Scrub, gommage e peeling: le differenze.
Spesso vengono utilizzati come sinonimi, ma scrub, gommage e peeling agiscono sulla pelle in modo diverso e rispondono a esigenze specifiche.
Lo scrub è il trattamento più conosciuto: lavora attraverso microgranuli che levigano la superficie cutanea e regalano immediatamente una pelle più liscia, luminosa e compatta.
Il gommage ha un approccio più delicato. Le sue texture morbide sono pensate soprattutto per le pelli sensibili o facilmente reattive, che hanno bisogno di un’esfoliazione più gentile e confortevole.
Il peeling, invece, non contiene particelle esfolianti ma acidi o enzimi che aiutano la pelle a rinnovarsi in modo progressivo, migliorando texture, luminosità e uniformità dell’incarnato.
Più che seguire le tendenze, la scelta del trattamento giusto dovrebbe sempre partire dall’ascolto della propria pelle e dei suoi bisogni reali.
Ogni pelle ha bisogno della sua esfoliazione
Quando si parla di scrub non esiste una regola universale: ogni pelle ha esigenze diverse e richiede texture, formule e intensità differenti.
Le pelli sensibili, ad esempio, prediligono esfoliazioni delicate e rispettose della barriera cutanea. In questi casi sono ideali formule morbide e lenitive, capaci di rinnovare la pelle senza alterarne l’equilibrio.
Le pelli miste o grasse possono invece beneficiare di trattamenti più regolari, utili a liberare i pori, affinare la grana della pelle e ridurre quell’effetto lucido tipico dell’eccesso di sebo.
Anche la pelle secca ha bisogno di essere esfoliata, spesso più di quanto si pensi. Eliminare le cellule morte aiuta infatti a ritrovare luminosità e morbidezza, soprattutto se si scelgono formule nutrienti e non aggressive.
Quando esfoliare?
In ogni cambio di stagione il verbo chiave per la cura della pelle di viso e corpo resta sempre lo stesso: esfoliare. Dopo l’inverno, per ritrovare luminosità; dopo l’estate, per mantenere la pelle uniforme e morbida.

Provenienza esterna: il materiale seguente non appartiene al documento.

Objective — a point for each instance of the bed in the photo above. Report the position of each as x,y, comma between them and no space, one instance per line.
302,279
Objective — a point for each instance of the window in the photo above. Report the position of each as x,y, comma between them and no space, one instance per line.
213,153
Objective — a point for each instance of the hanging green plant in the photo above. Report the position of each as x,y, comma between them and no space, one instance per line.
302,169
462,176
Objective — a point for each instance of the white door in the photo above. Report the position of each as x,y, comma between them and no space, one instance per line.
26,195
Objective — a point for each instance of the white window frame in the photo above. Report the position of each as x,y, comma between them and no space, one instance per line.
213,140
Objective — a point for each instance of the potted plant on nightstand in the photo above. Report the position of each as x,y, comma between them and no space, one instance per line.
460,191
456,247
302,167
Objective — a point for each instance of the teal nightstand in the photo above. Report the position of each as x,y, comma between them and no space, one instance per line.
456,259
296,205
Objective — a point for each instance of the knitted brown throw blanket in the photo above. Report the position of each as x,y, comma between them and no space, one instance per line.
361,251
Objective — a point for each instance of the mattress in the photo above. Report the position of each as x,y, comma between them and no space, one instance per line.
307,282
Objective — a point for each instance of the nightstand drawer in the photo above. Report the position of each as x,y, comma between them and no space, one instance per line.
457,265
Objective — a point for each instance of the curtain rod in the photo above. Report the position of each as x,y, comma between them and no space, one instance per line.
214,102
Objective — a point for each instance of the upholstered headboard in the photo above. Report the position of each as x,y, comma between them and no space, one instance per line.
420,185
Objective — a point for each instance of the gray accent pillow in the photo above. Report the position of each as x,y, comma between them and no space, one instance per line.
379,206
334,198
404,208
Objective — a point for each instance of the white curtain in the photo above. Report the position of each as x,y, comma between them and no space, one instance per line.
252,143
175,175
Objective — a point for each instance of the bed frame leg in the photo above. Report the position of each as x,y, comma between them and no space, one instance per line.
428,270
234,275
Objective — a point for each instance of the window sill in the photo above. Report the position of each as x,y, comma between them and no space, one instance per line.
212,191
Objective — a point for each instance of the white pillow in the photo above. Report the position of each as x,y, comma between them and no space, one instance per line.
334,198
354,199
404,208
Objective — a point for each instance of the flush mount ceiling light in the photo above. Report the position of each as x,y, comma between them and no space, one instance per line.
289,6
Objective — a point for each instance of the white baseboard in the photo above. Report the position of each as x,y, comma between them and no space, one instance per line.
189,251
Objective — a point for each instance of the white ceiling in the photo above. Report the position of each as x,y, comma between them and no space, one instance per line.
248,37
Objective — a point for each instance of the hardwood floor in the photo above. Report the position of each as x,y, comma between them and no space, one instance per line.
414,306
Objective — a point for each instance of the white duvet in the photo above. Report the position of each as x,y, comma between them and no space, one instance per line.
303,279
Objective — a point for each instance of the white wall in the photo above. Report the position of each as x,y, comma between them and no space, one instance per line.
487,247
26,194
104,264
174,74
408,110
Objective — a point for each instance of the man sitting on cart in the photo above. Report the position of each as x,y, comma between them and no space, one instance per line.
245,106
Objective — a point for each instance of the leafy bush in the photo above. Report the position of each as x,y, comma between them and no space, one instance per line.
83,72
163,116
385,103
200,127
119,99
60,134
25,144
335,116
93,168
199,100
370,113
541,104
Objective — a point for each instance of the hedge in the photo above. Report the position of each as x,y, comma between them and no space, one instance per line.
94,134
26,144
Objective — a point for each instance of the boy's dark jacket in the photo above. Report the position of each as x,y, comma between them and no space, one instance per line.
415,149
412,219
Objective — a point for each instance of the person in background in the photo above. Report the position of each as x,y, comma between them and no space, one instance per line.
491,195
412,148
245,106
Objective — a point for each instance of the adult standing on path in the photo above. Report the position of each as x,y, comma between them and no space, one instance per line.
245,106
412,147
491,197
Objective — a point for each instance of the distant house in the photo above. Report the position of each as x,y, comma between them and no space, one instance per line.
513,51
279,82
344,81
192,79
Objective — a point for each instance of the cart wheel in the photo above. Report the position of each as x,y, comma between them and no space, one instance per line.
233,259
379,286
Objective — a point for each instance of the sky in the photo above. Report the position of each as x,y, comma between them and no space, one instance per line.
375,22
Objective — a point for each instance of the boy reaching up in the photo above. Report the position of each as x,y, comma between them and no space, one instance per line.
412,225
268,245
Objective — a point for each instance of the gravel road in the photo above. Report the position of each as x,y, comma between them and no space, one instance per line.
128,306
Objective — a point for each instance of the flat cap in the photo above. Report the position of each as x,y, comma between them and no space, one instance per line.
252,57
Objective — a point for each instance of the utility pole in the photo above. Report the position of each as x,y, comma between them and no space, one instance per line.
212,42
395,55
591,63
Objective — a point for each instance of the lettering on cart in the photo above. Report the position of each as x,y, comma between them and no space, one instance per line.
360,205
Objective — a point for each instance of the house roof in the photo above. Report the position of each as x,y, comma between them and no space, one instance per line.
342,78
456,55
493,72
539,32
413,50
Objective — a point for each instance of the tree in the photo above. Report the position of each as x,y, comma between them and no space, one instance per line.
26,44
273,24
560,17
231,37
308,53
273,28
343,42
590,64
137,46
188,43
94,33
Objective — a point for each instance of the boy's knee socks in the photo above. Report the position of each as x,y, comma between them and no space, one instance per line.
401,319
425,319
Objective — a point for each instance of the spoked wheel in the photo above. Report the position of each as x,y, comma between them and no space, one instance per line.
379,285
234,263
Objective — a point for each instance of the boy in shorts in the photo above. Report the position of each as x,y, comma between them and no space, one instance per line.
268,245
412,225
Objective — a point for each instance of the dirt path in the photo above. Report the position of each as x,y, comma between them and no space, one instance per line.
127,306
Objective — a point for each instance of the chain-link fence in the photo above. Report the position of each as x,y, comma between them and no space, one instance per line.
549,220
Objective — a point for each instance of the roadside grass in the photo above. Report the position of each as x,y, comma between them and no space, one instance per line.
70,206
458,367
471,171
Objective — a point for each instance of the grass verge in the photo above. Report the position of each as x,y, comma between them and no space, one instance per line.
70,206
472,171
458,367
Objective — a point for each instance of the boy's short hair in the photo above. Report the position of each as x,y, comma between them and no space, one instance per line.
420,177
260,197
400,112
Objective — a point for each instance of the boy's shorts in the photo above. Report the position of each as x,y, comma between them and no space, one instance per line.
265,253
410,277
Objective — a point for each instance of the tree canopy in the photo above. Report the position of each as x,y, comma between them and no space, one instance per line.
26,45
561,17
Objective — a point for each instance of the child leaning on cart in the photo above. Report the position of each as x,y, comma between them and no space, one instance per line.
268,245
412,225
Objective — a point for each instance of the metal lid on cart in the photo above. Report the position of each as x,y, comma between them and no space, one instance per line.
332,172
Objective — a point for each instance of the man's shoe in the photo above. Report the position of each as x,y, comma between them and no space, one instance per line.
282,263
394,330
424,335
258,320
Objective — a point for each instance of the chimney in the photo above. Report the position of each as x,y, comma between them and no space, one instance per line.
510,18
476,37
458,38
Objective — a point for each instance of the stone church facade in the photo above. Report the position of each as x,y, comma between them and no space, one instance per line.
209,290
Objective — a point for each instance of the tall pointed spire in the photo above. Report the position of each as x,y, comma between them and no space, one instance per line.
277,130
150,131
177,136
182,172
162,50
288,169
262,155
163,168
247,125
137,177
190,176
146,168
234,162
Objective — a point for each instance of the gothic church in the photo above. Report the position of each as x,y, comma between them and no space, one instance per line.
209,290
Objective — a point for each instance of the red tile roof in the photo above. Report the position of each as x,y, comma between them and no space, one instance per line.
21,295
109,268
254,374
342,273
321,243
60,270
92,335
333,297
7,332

La parola chiave, però, è equilibrio. Nella maggior parte dei casi uno o due trattamenti a settimana sono sufficienti. Più che intensità, la pelle richiede costanza, delicatezza e ascolto.
Falsi miti da sfatare
Per molto tempo lo scrub è stato raccontato come un trattamento troppo aggressivo, da evitare soprattutto in estate per paura che potesse togliere l’abbronzatura. Oggi la skincare ha completamente cambiato approccio: l’esfoliazione non è più sinonimo di “stress” per la pelle, ma di luminosità, morbidezza e glow naturale.
Anzi, è proprio nei mesi più caldi che lo scrub può fare la differenza. Una pelle esfoliata con regolarità appare più uniforme, levigata e radiosa, perché libera da quel velo spento di cellule morte che tende ad appannare anche l’abbronzatura più dorata.
Viso e corpo: due esigenze diverse, un solo obiettivo
E’ importante ricordare che viso e corpo hanno bisogni differenti. La pelle del viso, più sottile e delicata, richiede formule mirate e texture leggere, capaci di rinnovare senza stressare la barriera cutanea. Sul corpo, invece, lo scrub può essere più intenso e sensoriale, ideale per levigare la pelle, migliorarne la compattezza e prepararla ai trattamenti idratanti.